11Les surréalistes aspirent à une sorte d’âge d’or: ce temps de création mythique et de prospérité de l’antiquité grecque qui consisterait à réinventer les mythes par «l’aspiration au bonheur»18. C’est ainsi que Luis Buñuel immortalisa cette volonté dans le titre de son film L’Âge d’or19, que Breton commente ainsi:
Ce film demeure, à ce jour, la seule entreprise d’exaltation de l’amour total tel que je l’envisage […]. Dans un tel amour existe bien en puissance un véritable âge d’or en rupture complète avec l’âge de boue que traverse l’Europe et d’une richesse inépuisable en possibilités futures20.
12Par la réinvention des mythes, le surréalisme propose ainsi la reconstruction d’une mémoire collective, alternative aux visions bourgeoises et colonialistes traditionnelles de l’époque.

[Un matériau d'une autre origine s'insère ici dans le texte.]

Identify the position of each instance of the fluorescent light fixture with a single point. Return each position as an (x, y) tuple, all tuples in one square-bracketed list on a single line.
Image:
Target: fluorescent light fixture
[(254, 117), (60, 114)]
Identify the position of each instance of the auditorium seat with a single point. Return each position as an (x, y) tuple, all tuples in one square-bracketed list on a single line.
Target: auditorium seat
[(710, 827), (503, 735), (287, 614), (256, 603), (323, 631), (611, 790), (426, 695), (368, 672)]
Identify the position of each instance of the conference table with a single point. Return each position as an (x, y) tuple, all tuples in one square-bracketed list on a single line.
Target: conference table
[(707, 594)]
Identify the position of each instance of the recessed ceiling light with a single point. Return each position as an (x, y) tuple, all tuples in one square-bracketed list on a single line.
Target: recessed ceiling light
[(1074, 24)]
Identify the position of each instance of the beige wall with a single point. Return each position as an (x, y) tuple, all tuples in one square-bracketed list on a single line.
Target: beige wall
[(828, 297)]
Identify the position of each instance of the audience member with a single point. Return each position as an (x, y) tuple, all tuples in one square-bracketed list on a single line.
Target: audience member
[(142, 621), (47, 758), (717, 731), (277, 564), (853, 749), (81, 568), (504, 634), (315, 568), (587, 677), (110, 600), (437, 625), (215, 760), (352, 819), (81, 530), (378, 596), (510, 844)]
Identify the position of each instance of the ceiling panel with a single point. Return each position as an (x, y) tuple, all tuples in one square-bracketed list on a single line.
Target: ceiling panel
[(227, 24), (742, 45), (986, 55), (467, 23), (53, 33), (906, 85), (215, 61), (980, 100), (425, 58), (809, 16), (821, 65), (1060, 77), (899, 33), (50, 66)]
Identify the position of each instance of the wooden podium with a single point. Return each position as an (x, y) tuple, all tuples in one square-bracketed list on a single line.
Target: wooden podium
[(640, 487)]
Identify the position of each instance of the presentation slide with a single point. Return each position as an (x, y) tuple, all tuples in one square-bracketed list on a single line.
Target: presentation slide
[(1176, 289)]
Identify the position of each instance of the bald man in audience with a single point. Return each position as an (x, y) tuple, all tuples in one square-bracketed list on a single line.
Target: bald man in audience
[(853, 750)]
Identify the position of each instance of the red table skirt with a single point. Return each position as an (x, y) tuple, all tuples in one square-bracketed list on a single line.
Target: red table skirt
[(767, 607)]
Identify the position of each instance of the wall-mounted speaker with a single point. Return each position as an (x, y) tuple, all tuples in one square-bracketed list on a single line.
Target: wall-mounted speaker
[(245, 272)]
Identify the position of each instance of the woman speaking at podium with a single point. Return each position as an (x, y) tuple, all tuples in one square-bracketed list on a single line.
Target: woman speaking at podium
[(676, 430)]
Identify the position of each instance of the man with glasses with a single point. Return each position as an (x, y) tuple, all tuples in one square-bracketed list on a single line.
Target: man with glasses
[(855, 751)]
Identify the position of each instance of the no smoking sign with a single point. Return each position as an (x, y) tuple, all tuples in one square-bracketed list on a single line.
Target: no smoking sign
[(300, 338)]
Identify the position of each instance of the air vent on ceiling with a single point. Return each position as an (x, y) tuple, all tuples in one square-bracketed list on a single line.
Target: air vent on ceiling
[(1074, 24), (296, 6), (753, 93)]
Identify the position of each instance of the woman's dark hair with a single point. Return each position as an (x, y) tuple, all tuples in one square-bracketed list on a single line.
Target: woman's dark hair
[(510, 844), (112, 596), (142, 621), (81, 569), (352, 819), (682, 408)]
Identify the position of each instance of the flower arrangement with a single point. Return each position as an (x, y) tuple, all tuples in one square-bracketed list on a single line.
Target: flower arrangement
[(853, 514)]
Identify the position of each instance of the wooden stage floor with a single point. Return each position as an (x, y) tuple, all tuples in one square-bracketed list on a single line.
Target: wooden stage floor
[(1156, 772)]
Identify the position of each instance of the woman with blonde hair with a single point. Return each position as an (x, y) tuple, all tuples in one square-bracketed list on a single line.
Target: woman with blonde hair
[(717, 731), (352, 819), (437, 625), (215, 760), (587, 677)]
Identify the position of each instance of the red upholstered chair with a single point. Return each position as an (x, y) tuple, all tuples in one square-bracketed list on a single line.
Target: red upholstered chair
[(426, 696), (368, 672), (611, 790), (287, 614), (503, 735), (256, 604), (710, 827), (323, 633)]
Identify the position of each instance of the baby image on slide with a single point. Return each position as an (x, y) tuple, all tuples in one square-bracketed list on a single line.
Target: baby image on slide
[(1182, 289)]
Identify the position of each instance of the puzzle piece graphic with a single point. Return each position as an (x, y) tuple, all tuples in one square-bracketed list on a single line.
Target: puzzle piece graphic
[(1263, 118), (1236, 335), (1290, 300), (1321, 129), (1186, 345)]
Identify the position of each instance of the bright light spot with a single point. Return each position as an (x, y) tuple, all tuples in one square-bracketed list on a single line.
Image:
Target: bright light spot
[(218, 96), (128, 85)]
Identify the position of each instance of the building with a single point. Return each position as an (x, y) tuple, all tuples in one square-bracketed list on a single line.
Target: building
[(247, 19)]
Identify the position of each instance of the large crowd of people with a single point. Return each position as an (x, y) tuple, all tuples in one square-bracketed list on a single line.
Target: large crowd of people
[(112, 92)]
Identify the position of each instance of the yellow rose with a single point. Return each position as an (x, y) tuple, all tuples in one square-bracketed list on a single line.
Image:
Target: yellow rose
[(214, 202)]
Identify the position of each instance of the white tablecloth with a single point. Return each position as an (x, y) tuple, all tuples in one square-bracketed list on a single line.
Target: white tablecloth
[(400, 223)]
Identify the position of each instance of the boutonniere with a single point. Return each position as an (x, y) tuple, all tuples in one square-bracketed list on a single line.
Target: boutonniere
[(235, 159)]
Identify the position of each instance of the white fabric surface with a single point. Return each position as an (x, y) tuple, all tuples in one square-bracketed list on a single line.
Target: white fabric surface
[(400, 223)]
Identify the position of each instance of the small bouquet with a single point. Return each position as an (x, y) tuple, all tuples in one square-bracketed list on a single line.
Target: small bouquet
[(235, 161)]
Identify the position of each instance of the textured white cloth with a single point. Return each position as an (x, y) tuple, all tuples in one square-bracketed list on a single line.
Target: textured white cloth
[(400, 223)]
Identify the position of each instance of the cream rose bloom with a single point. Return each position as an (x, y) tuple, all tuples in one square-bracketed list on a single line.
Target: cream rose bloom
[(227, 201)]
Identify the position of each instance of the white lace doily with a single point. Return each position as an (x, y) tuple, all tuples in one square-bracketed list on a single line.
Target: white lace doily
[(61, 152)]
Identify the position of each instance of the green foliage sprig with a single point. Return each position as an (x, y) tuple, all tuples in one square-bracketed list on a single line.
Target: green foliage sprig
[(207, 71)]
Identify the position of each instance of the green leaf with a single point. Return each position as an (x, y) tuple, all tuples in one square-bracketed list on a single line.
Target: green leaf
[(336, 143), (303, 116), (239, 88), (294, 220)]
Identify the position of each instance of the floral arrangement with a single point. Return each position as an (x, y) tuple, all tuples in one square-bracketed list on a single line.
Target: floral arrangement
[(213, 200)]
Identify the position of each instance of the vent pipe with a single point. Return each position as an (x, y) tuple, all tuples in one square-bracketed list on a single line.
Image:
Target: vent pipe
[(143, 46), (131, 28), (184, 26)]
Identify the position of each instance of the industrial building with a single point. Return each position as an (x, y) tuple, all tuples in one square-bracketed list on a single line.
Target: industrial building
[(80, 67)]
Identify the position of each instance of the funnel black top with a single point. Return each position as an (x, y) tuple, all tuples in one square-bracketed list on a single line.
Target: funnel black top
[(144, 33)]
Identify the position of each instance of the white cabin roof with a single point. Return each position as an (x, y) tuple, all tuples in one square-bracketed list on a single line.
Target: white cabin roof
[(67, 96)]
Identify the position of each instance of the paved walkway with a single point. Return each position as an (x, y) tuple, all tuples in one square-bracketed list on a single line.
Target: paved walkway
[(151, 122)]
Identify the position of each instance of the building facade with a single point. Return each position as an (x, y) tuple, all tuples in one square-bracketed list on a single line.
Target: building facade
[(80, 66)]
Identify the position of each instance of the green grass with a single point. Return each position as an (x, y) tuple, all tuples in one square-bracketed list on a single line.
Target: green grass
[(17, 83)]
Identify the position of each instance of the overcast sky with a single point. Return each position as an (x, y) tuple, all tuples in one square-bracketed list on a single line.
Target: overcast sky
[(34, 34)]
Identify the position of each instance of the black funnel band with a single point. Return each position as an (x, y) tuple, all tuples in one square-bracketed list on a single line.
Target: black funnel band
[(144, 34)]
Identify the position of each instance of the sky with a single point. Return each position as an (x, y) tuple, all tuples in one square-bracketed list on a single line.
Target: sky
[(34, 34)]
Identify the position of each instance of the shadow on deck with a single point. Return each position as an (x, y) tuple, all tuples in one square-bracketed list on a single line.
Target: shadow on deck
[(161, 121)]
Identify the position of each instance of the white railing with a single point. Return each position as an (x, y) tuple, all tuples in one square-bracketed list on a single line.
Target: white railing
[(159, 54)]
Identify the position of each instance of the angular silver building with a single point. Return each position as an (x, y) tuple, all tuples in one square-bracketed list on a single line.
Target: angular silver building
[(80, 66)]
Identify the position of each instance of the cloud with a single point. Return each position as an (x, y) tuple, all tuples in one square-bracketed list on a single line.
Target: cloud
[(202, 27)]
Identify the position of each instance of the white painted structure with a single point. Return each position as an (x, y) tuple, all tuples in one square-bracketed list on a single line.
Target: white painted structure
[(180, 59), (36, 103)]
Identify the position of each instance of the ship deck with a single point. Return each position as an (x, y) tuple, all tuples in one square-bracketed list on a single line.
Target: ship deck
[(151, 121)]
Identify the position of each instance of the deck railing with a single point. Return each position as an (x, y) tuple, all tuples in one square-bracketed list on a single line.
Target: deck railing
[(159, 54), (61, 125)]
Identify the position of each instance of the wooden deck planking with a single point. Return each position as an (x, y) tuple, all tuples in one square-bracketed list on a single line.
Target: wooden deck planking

13Pour Benjamin Péret la poésie est essentielle aux récits des origines car «l’homme naît poète, les enfants en témoignent»21. Il s’amuse ainsi à faire un collage de récits qui défient réalité et dogmes et mettent en valeur l’éclat poétique de la pensée mythique des peuples de l’Amérique. Or il propose ces textes non pas comme des objets à interpréter par un ethnologue, mais plutôt comme matière surréaliste prête à dévoiler la vie:
Le merveilleux, je le répète, est partout, de tous les temps, de tous les instants. C’est, ce devrait être, la vie elle-même, à condition de ne pas rendre cette vie délibérément sordide comme s’y ingénie cette société avec son école, sa religion, ses tribunaux, ses guerres, ses occupations et libérations, ses camps de concentration et son horrible misère matérielle et intellectuelle22.
14En proposant de dépasser les limitations du monde occidental, Péret ouvre l’accès à une source d’inspiration infinie, similaire à celle de l’automatisme, dont il se sert régulièrement pour créer des textes pleins de lumière comme Air mexicain ou encore Histoire naturelle. Dans ce dernier, il n’hésite pas à donner un ton mythique à son récit, à personnifier les éléments et les objets qui jouissent d’une vie. De leur rencontre et de leur interaction surgissent ainsi d’autres éléments:
L’air, à son état normal, sécrète constamment du poivre qui fait éternuer la terre. Au niveau du sol, le poivre se condense jusqu’à donner la bagatelle, l’été et le journal, l’hiver23.
15L’origine des choses s’avère le produit du hasard objectif, concept théorisé par les surréalistes et en particulier par Breton au cours des années 1930, et favorable au processus créatif. L’extrait que nous venons de citer, si on le compare au récit Va-et-vient entre la terre et le ciel des Indiens Bororos, montre un procédé narratif similaire au fonctionnement du hasard objectif, dans la mesure où les éléments se rencontrent de manière arbitraire, se métamorphosent et relèvent ainsi d’une pure poésie surréaliste:
Le vent est le faucon, l’éclair est le tabac, qui au moment d’être mis dans un vase, éclate et produit le tonnerre et du feu quand le sorcier prend du tabac24.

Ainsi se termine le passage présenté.